ふうんと返事をしながら母親はいくつかの写真をじっと見つめて、アルバムを閉じれば選ばれなかったものを箱に戻していく。

「見せ終わったら送ってくれたら良いよ。どうせあんた次帰ってくんの、ずっと後なんやろ」
「せやなあ。今年ってもう修論やから」

卒論の時期の忙しさはまだ親の記憶にも新しかったのだろう。それに輪をかけた忙しさになることは何の違和感もなく受け入れられる。

「博士も行くんやんね」
「そのつもり。
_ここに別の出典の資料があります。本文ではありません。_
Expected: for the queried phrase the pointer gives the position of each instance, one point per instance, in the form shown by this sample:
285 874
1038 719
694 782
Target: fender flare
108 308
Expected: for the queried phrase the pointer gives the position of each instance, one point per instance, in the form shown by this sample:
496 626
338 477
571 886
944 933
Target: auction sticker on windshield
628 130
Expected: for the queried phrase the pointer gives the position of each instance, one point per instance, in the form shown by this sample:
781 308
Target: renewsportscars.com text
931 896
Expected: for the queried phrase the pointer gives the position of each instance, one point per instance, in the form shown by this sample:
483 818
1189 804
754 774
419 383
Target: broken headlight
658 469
ええやんな?」
「ええよ。あんたがしたいようにしてええけど、ただ、危ないことはせんようにしてくれたら」

箱は出された時よりずっと隙間が空いたまま、押し入れにしまわれていく。
近くに出されたアルバムが丁寧に積まれる。

「まあ、もし危ないことに手出してもうて、困ったことあったら、頼りね」
「なんそれ」
「あんた、いらんことしいやろ」

息子を見る母親の瞳は懐かしい景色を見ているのだろう。
幼い頃の無鉄砲さ、少し育ってからのやんちゃ盛り、すっかり大人顔負けになってからの突飛な行動。
どれほど大きくなっても親からすれば、子はいつまで経っても子だ。それに加えて息子の性格を二十年以上も見てきたのだから。
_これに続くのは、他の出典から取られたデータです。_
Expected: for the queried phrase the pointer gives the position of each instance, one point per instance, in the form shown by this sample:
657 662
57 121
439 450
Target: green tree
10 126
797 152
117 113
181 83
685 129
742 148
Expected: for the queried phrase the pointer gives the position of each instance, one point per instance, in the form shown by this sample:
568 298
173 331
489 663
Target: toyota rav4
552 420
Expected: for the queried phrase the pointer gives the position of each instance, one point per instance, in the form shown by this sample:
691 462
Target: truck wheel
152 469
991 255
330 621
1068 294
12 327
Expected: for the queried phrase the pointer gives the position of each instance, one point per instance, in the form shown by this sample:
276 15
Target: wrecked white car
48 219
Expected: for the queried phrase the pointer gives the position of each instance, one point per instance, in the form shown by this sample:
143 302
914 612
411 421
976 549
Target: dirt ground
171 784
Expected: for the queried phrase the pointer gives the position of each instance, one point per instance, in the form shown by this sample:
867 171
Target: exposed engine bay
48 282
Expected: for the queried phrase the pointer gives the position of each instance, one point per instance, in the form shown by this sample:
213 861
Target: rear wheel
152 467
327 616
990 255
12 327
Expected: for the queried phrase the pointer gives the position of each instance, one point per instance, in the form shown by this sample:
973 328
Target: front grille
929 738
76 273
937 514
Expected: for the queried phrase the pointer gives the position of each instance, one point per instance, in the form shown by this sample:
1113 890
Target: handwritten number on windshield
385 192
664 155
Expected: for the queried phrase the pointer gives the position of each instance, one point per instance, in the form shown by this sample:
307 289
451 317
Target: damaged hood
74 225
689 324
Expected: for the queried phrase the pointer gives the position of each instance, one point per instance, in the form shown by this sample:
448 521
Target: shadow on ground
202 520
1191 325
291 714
「あんたはほーんま、お姉ちゃんと違ってめちゃくちゃしよるでしょ」
「や?姉ちゃんは隠すのうまいだけやったで」
「ほんまにねえ。お姉ちゃんのがかしこかったなあ」
「もうそれは嫌味やん」

笑う母親の顔にもさして懐かしさはなかった。半年ぶりであっても、その程度ではやはりあまり変わらない。
積まれたアルバムを自室に持っていこうと、手を伸ばしたところでふと思い出す。

「せや。俺のもんでいっちゃん昔からあるもんってなん?」
「あんたのもん?」
「俺のもんとか、俺の部屋とか」
「ほんならあれやない?壁掛けの時計」

言われてようやく思い出したのは黒字に白で数字の書かれたシンプルな掛け時計のことだった。
思い返せば確かにあれは物心ついたころから部屋にある。

「あれっていつからあるん」
「ほんまに昔……あんたが生まれた頃にお父さんが選んで買うたやつよ。あんたの部屋用にって」

来歴を聞いたことはなかったから、素直にへえと声が漏れた。
思った以上に昔からあったものらしい。

「それ持って帰ってええ?」
「ええけど何に使うん」
「いっちゃん昔からあるもん見せる会」
「お友達とほんまに変なことしとるんやね」

呆れたように母親が笑う。こんな声を何度も聞いたことがある。

「あんた、何や変わったねえ。大人になっても、全然成長するんね」
「え、そうか?」
「そうよ。全然ちゃうわ」

友人は己を変わらないと言った。己は己の変化なぞわからない。
果たして己は何が変わったのだろう。
男は少し首を傾げて、改めてアルバムを持ち直した。